CSCE 313 Lecture 26

« previous | Thursday, April 26, 2012 | next »

Private Key Exchange: Diffie Hellman

Alice and Bob agree on a large prime $m$ and "primitive root" $g{\pmod {m}}$ (these need not be secret)
Alice and Bob privately pik random integer $x$ and $y$ , respectively
Alice and Bob exchange $X=g^{x}{\pmod {m}}$ and $Y=g^{y}{\pmod {m}}$ , respectively
Alice and Bob privately compute $k=Y^{x}{\pmod {m}}$ and $k'=X^{y}{\pmod {m}}$ , respectively

$k=k'{\pmod {m}}$ since $k'=x^{y}=(g^{x})^{y}=g^{xy}=g^{yx}=(g^{y})^{x}=Y^{x}=k{\pmod {m}}$

Scheme can be broken if Eve succeeds to solve the equation $g^{x}=X{\pmod {m}}$ for $x$ ("the discrete logarithm base $g$ of $X$ modulo $m$ "). The only way to do this is to brute fore it, and even then, there are an infinite number of solutions.

Authentication

Primitives: sign() and verify()

Who is making the request? (authentication)
Is the received message the same as the sent message? (integrity)
How do I build an audit trail (accountability)
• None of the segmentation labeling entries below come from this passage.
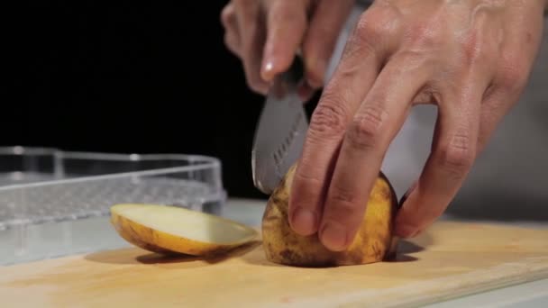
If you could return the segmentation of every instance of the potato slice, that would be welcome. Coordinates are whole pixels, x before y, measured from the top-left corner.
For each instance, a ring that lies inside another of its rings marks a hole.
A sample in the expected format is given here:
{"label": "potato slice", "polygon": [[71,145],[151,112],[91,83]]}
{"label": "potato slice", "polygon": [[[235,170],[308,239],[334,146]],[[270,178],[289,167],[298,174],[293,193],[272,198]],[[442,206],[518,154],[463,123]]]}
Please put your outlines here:
{"label": "potato slice", "polygon": [[236,222],[175,206],[116,204],[111,214],[122,238],[160,254],[215,254],[251,242],[259,234]]}

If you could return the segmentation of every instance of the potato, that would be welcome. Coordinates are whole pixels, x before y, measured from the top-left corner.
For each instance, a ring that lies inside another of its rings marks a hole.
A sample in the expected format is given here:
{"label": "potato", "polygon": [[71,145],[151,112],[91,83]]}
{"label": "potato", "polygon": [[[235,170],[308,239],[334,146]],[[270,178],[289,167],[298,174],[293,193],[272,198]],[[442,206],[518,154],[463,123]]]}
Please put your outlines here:
{"label": "potato", "polygon": [[269,261],[297,267],[361,265],[393,258],[397,239],[393,236],[398,204],[396,193],[382,172],[379,173],[362,223],[346,250],[332,251],[320,242],[317,233],[297,234],[289,226],[288,198],[297,165],[284,177],[270,195],[262,217],[262,240]]}
{"label": "potato", "polygon": [[236,222],[159,204],[114,205],[111,222],[128,242],[160,254],[220,254],[259,236],[256,230]]}

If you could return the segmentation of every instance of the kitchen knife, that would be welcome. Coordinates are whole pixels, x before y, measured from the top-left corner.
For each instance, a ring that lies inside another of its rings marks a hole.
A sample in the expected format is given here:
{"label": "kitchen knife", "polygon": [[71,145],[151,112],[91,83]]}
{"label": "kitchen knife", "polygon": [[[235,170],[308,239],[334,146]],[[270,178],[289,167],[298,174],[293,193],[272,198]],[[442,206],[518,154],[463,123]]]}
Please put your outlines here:
{"label": "kitchen knife", "polygon": [[274,79],[261,111],[251,151],[253,183],[270,195],[302,152],[308,120],[297,94],[303,63],[296,57],[291,68]]}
all of these are different problems to solve

Integrity Attacks

Alice wants to "Transfer $100 from account $X$ to account $Y$ "
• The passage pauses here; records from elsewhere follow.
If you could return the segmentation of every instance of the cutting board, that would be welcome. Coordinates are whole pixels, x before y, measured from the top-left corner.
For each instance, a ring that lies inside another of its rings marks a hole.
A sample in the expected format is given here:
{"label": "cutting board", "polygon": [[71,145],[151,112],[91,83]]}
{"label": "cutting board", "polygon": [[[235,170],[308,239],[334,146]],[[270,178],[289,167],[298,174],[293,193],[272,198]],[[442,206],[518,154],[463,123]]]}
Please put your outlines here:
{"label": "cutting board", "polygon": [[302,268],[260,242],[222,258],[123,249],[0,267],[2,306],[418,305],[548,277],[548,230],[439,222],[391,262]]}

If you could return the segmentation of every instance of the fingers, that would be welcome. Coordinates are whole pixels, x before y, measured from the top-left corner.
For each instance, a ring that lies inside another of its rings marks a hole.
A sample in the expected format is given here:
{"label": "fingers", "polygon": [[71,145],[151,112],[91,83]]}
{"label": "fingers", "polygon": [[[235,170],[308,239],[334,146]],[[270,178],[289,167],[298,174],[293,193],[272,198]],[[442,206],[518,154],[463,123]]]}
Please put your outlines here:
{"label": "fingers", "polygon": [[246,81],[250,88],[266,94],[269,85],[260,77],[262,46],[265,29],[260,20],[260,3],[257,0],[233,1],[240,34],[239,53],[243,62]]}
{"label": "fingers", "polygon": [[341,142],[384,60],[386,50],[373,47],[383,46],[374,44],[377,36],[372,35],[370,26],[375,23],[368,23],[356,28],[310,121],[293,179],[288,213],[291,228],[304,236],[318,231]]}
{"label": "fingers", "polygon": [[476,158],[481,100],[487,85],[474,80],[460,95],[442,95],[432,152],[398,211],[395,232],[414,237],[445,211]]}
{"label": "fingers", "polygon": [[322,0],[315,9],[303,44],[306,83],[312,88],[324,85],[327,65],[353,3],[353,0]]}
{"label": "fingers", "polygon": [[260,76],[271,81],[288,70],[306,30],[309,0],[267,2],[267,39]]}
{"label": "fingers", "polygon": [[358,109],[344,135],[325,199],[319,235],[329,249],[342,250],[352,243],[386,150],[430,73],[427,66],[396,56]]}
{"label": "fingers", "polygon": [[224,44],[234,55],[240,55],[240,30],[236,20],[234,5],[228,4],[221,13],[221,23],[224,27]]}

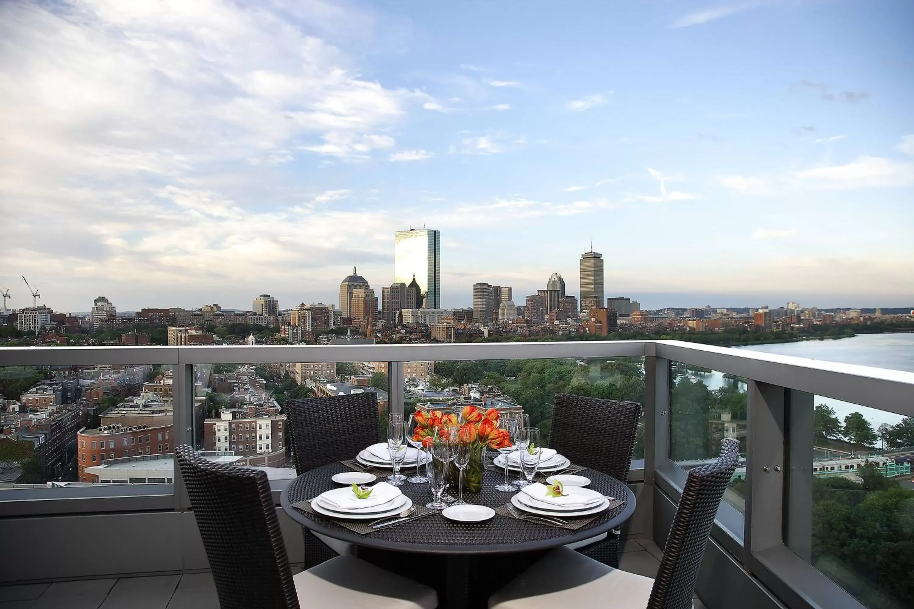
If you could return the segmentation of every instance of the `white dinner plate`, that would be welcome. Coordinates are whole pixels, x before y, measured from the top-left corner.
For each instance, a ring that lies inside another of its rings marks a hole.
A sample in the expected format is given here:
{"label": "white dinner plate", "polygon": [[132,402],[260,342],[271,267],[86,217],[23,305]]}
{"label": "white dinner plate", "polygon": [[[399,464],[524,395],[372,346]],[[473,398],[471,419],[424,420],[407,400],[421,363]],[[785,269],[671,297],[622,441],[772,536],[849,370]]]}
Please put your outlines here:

Man in middle can modify, replay, reorder, or append.

Model

Sign uses $k_{1}$ and Verify uses $k_{2}$ Message $m$ and authentication $A(m)$ are sent together.

Symmetric Encryption ( $k_{1}=k_{2}$ ): $A(m)$ is "message authenticator"
Asymmetric Encryption ( $k_{1}\neq k_{2}$ $k_{1}\neq k_{2}$ ): $A(m)$ $A(m)$ is "signature"
- $A(m)=\mathrm {Hash} (m)^{k_{A,priv}}$

Public Key Distribution

How does Bob learn Alice's key? (public, shared)

Certificates

Alice sends a message and a signature to Bob: { m, sign(m, k[A][priv]) }
Bob wonders What is Alice's public key (to verify signature) and asks Charles (certificate authority such as VeriSign, Comodo, GoDaddy, etc.)
Charles looks up Alice's public key and sends it in its own message: { m="k[A][pub] = X", sign(m, k[C][priv])
Bob already has Charles' public key and is able to verify that the key is actually Alice's key.

Closer Look

Alice tells Charles that she is going to talk to Bob.
Charles sends certificates for Alice and Bob: { A, k[A][pub], TS }^k[C][priv] and { B, k[B][pub], TS }^k[c][priv]
Alice sends certificate and the proposed key to Bob: {A, k[A][pub], TS }^k[C][priv] (certificate), { {kAB, TS}^k[A][priv] }^k[B][pub] (proposed key)

Problem:

We assume Bob has Charles' key { C, k[C][pub], TS }^k[C][priv]
Bob masquerades as Alice for Charles: { A, k[A][pub], TS }^k[C][priv]

Message 3 from above does not specify the recipient.

SSL

Secure Socket Layer

One of the most widely used encryption protocols; used in HTTP, IMAP, FTP, etc. (add "S" for "secure" or "over SSL": HTTPS, IMAPS, SFTP)

Client and server negotiate a symmetric key that they will use for the length of the data session.

connection establishment phase (← SSL happens here)
data transfer

Connection Establishment Procedure

Client sends request to server containing
- SSL version
- connection preferences
- nonce (i.e. a random number)
Server chooses among preferences and sends reply containing
- chosen preferences
- nonce
- public-key certificate (signed by trusted authority)
Client uses certification authority's public key to check authenticity of server's public key
Server requests public key of client and similarly verifies it (optional)
Client chooses randeom number (premaster secret), encrypts it with server's public key, and sends it to server.
Both parties compute session key (used during data transfer) based on premaster secret and the two nonces.
- This session key is never transferred between the client and the server.